High availability for Open WebUI.

This guide is for Site Reliability Engineers (SREs) looking to deploy Open WebUI in a high-availability architecture beyond a single container. It outlines the necessary components and configurations for a distributed system capable of handling significant user traffic and ensuring 100% uptime.
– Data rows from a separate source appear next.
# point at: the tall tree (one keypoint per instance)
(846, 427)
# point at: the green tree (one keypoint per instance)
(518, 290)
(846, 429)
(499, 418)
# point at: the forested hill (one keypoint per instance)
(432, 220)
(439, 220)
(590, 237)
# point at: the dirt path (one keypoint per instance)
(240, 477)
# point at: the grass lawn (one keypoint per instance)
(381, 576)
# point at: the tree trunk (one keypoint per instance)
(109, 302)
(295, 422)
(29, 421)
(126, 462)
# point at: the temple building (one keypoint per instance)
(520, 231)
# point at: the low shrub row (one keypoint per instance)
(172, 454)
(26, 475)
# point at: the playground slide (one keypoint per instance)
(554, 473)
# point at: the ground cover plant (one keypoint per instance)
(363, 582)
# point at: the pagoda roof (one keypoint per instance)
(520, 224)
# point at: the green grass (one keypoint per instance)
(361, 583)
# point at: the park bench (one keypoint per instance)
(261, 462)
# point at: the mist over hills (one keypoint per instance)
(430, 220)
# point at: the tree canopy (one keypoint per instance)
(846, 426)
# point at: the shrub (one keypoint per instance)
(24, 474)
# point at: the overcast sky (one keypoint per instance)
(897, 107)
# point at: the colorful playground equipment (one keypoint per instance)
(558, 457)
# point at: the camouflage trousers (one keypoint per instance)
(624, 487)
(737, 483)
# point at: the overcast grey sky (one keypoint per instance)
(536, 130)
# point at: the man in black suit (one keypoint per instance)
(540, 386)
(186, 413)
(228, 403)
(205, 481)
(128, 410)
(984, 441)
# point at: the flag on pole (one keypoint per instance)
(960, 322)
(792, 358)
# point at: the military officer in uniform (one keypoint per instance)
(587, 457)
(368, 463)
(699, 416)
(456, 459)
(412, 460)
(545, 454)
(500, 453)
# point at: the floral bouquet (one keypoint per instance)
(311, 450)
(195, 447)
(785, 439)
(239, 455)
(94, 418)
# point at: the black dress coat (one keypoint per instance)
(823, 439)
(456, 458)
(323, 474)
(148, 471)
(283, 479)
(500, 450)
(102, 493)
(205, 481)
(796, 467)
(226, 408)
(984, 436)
The focus is on achieving statelessness for the application containers while leveraging external services for persistence and state management.

Points clés

  • Open WebUI is a chat interface for local and hosted LLMs with a built-in inference engine for RAG.
  • Quickstart options for Open WebUI include Python and Docker for single-container deployments.
  • High Availability deployment requires multiple stateless WebUI containers (Kubernetes Pods, Swarm services, ECS tasks).
  • A highly-available Redis tier (stand-alone, Cluster, or Sentinel), such as Amazon’s ElastiCache, is necessary for app state and WebSocket fan-out.
  • External SQL (PostgreSQL preferred) or a PVC for the default SQLite file is needed for the database, with AWS Aurora as an example.
  • A load balancer that understands long-lived WebSocket upgrades, like an AWS Application Load Balancer (ALB), is required.
  • Everything is stateless except JWT/session cookies, app state & WebSocket fan-out (persisted in Redis), the database (Postgres), and persistent storage for uploaded files (AWS EFS/EBS or S3).
  • Mandatory environment variables for high availability include WEBUI_SECRET_KEY, REDIS_URL, ENABLE_WEBSOCKET_SUPPORT, WEBSOCKET_MANAGER, WEBSOCKET_REDIS_URL, DATABASE_URL, UVICORN_WORKERS, THREAD_POOL_SIZE, and WEBUI_URL.
  • Load balancer configuration should include an HTTP idle timeout of ≥ 65 s and health checks to /healthz.
  • Scaling considerations include addressing the in-container ChromaDB bottleneck with an external VECTOR_DB, choosing a RAG Content Extraction Engine, and configuring the RAG_EMBEDDING_ENGINE and TASK_MODEL settings for better performance.

À retenir

So, you’ve decided to ditch the cozy single container life for the thrilling world of high availability. Good for you! Just remember, with great uptime comes great responsibility… and a whole lot more configuration. But hey, at least you won’t be getting paged at 3 AM because someone accidentally deleted a pod. Probably. Now go forth and make your Open WebUI deployment as resilient as your coffee tolerance!